Let’s hear it for HIPAA. Where would we be without those glorious regulations?

I’ll never forget those immortal words, “Double your pleasure, double your fun.” Chewing gum was fun, except when you got caught chewing it in class. We had to wear the offending wad of gum on the tip of our nose if our teacher caught us breaking the class rules. Of course, I was the perfect child, and never chewed gum at school. There was another reason why I didn’t chew gum. I wore braces, and I didn’t want to get gum tangled up in the wires.
Check out this old Doublemint ad. It says that chewing Wriggles Doublemint gum helps a woman keep the youthful contour of her face. I didn’t know that chewing gum could make a woman look beautiful. Somehow I don’t see women trading in botox and expensive plastic surgery for a pack of chewing gum.
Today, I’m doubling my pleasure by writing a double meme.

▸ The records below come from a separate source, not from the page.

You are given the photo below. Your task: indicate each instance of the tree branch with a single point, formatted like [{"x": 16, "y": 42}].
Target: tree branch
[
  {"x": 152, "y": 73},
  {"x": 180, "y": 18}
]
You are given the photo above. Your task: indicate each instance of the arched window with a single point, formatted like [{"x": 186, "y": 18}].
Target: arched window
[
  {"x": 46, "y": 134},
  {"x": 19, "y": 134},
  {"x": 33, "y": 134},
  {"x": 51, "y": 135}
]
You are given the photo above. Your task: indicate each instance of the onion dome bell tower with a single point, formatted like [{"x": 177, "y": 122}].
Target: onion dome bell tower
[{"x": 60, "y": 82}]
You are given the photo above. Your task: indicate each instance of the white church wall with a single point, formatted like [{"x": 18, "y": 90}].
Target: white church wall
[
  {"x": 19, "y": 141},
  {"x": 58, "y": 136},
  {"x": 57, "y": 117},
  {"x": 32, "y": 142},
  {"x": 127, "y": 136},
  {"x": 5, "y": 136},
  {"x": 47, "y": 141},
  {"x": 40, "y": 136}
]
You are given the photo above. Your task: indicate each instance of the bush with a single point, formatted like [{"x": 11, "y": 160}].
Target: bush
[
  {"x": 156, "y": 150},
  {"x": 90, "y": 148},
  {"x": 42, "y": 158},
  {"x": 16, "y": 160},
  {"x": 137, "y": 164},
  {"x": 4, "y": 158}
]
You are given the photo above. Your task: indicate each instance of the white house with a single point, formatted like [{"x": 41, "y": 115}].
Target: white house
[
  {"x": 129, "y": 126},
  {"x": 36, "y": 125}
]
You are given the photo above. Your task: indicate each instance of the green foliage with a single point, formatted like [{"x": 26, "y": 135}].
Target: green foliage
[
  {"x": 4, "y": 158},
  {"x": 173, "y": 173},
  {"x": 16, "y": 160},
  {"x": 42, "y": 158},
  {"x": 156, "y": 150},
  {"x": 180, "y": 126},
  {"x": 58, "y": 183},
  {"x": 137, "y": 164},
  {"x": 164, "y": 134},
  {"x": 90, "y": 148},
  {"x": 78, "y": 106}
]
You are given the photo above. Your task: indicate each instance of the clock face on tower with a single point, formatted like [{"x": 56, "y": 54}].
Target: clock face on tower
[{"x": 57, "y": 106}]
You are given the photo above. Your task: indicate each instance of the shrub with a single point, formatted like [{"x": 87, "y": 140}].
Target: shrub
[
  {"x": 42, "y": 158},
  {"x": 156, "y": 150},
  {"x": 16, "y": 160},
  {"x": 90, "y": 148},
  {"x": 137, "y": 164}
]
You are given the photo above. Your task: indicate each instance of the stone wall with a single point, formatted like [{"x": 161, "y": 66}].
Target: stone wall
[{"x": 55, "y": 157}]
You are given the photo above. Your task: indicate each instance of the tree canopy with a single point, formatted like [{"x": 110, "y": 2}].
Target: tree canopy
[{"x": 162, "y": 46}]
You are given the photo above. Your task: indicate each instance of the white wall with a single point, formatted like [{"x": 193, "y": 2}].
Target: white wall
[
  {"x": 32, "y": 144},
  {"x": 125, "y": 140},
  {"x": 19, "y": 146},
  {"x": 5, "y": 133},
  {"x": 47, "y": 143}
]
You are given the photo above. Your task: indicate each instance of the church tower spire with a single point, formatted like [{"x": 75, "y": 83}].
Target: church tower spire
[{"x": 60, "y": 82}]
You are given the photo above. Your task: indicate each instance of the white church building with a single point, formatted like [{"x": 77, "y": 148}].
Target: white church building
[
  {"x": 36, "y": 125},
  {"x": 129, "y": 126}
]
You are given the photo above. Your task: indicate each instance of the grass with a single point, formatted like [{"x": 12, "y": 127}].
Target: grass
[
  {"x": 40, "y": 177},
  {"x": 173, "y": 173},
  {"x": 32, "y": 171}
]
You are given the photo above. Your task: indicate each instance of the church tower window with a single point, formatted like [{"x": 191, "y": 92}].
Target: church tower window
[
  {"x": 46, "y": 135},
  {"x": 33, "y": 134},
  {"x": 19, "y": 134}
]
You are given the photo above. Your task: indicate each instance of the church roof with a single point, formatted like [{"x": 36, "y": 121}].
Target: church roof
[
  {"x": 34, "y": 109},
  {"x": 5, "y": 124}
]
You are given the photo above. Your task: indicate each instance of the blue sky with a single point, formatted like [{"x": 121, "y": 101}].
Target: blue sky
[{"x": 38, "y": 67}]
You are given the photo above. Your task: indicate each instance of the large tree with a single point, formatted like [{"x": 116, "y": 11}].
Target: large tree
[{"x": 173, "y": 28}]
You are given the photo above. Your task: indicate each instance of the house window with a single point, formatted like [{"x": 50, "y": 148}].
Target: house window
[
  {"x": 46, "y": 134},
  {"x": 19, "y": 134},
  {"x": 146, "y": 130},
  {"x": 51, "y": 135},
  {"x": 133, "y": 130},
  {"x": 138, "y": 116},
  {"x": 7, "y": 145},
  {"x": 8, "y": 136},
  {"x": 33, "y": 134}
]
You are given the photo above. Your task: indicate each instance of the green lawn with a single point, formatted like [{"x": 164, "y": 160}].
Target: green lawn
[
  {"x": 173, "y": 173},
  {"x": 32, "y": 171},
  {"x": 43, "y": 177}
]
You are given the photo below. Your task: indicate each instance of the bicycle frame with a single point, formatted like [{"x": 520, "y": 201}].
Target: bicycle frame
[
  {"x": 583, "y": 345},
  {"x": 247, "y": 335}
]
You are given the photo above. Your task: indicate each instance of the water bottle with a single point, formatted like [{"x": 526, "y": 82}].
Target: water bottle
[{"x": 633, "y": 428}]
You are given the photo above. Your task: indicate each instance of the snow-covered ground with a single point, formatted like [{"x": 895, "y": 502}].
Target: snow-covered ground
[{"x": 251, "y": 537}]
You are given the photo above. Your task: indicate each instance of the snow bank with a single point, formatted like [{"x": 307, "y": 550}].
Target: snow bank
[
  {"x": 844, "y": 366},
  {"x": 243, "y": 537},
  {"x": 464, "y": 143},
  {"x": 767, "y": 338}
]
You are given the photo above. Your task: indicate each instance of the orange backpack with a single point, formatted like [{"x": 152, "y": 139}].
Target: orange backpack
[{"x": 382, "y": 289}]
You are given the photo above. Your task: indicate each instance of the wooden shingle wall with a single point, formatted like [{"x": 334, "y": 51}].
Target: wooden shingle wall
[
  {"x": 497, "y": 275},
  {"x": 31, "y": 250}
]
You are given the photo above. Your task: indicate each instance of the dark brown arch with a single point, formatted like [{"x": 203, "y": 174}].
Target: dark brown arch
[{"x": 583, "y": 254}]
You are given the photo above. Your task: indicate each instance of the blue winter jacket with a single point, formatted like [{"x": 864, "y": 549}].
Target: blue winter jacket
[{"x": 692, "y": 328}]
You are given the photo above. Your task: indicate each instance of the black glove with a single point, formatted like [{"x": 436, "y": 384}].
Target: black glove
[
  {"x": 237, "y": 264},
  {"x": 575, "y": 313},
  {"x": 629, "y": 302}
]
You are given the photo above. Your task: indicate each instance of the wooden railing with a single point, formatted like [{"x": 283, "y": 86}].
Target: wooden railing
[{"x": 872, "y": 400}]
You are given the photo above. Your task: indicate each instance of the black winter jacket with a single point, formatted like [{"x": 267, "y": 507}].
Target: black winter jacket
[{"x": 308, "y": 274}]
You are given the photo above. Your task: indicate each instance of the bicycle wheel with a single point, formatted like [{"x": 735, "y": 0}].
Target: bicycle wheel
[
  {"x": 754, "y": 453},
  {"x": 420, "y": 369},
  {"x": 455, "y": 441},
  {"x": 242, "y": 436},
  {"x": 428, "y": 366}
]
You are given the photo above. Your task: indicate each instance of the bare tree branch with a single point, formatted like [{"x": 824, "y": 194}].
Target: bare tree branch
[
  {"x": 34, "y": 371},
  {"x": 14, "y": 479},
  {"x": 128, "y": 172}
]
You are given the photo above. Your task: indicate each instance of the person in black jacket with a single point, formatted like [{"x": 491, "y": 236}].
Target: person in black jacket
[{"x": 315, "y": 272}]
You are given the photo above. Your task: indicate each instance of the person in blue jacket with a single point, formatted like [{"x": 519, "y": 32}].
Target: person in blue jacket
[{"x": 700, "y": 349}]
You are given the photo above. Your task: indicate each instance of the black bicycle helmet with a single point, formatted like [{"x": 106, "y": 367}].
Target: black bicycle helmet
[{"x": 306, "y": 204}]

I received these memes from Liana from Med Valley High and from 24 Hour Nurse from Nursing 24 Hours A Day . Liana wants to know 5 reasons why I blog, and 24 Hour Nurse asked me to write 8 random facts about myself . Here we go.
Five reasons why I blog:
Writing helps me relax. The creative process relieves stress.
I enjoy sharing information with others about things that are important to me.
I enjoy developing “pen pal” relationships with people from around the world.
Writing is a way of advocating for my patients.
It’s fun.
Here are eight random facts about me.
I am a huge animal lover.
I wrote a book about Fiesta dinnerware.
I am a perennial college student.
My kids think I’m the coolest mom on earth because I’m a blogger.
I’m a thrift store junkie.
I play the cello.
My favorite actor is Robert Redford.
My car is a Scion. I named it Milton Harvey.
I’m not into tagging people, so feel free to tag yourself.